How the Landscape Changes

This week-end, we have taken a brief break from our home repairs to focus on getting ready for classes that start on Monday.  My class took less time--I teach online, and much of the curriculum is imported into the course shell.  I have a lot of inputting of dates to do, but I don't have to create course items the way my spouse does.

I started preparing for materials for a specific course I would be teaching, the first college course, almost exactly 30 years ago today.  I had spent years thinking about how I would teach a college level English class, and now I would have the opportunity:  I was excited and thrilled and scared.

Now I am just as happy to be managing the curriculum as it is imported--how the landscape of my teaching life has changed.  First Teaching Year Kristin would have been frustrated.  Of course, it helps Thirty Years Later Kristin that the curriculum is of good quality.  Why invent my own when I have good materials right here and ready.

Our flooring crew will be gone for a few weeks which gives us time to get everything moved back to the half of the house that has new floors.  I hesitate, of course--those floors are so lovely, the walls freshly painted, the emptiness so alluring.

Some of the stuff that needs to be moved is big, like the fridge.  Will those big items go through a bedroom door?  I am so very tired of thinking about these things.

The South Florida world seems divided into distinct populations:  those of us who had no hurricane damage, those of us still working on hurricane recovery, and those who are done with hurricane recovery.  Parts of Broward county were untouched by Hurricane Irma.  My neighborhood, on the other hand, has an unusual number of houses for sale, and an unusual number of blue-tarped roofs, waiting for repair.

This morning, I am thinking of events outside of our control that change the landscape.  Last year was Hurricane Irma.  This summer, it might be the closing of the Art Institute of Ft.
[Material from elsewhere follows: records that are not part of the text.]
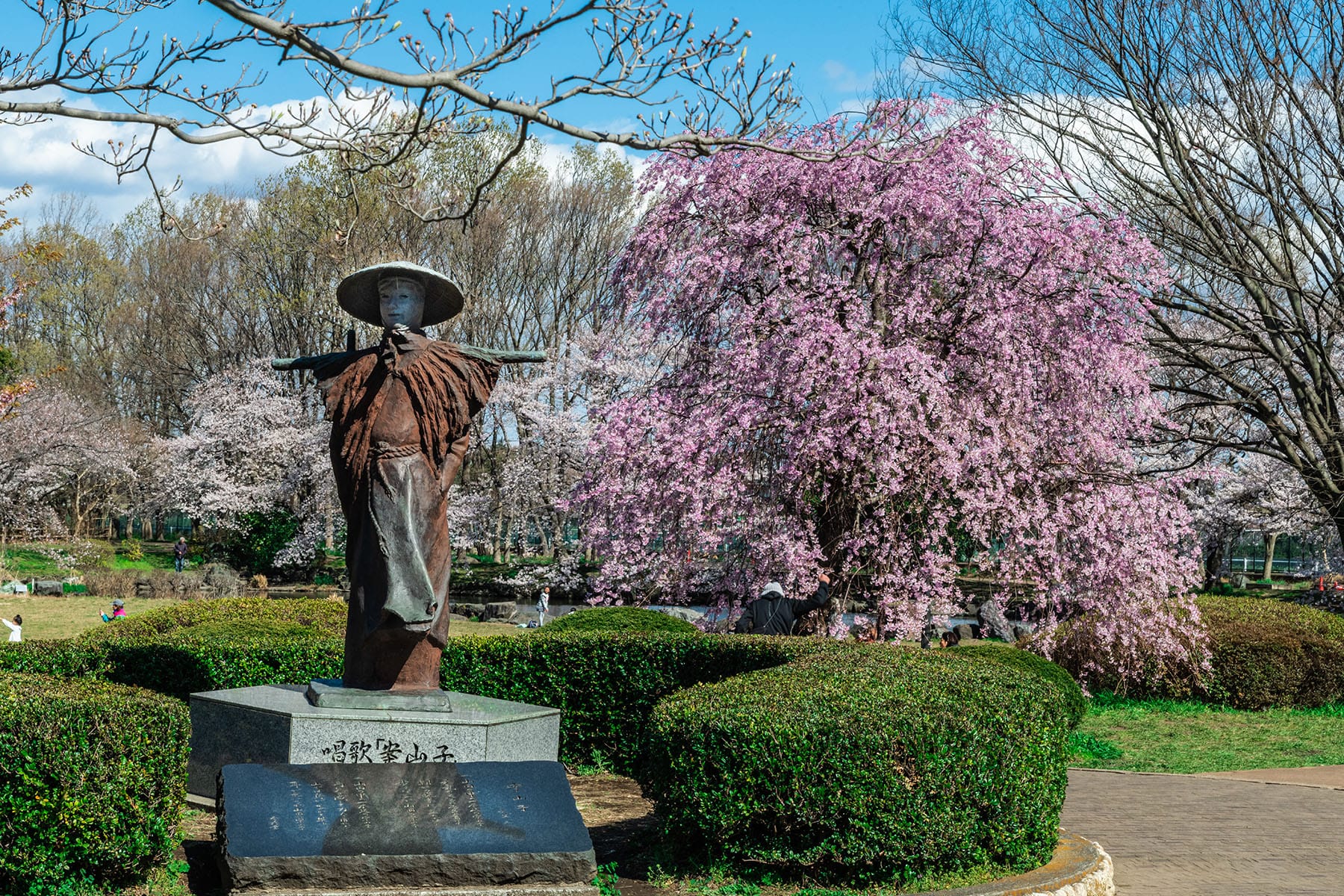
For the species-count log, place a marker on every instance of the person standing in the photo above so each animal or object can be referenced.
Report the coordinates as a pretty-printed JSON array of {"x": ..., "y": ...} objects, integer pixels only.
[
  {"x": 544, "y": 603},
  {"x": 773, "y": 613}
]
Lauderdale.  Always, there's a back drop of the developers scouting new sites.  Who will live in these new condo developments?  As we continue racing towards our warming future, I expect that sea level rise may come to shape our landscape in ways that we can't even anticipate yet, long before the final transformation that will involve a different coastline.

This morning, I'm thinking about all the coastlines of our lives that will change, that are changing.  Should we try to be more observant?  Should we try to shape the changes?  Or should we let them swirl around us and carry us on their way?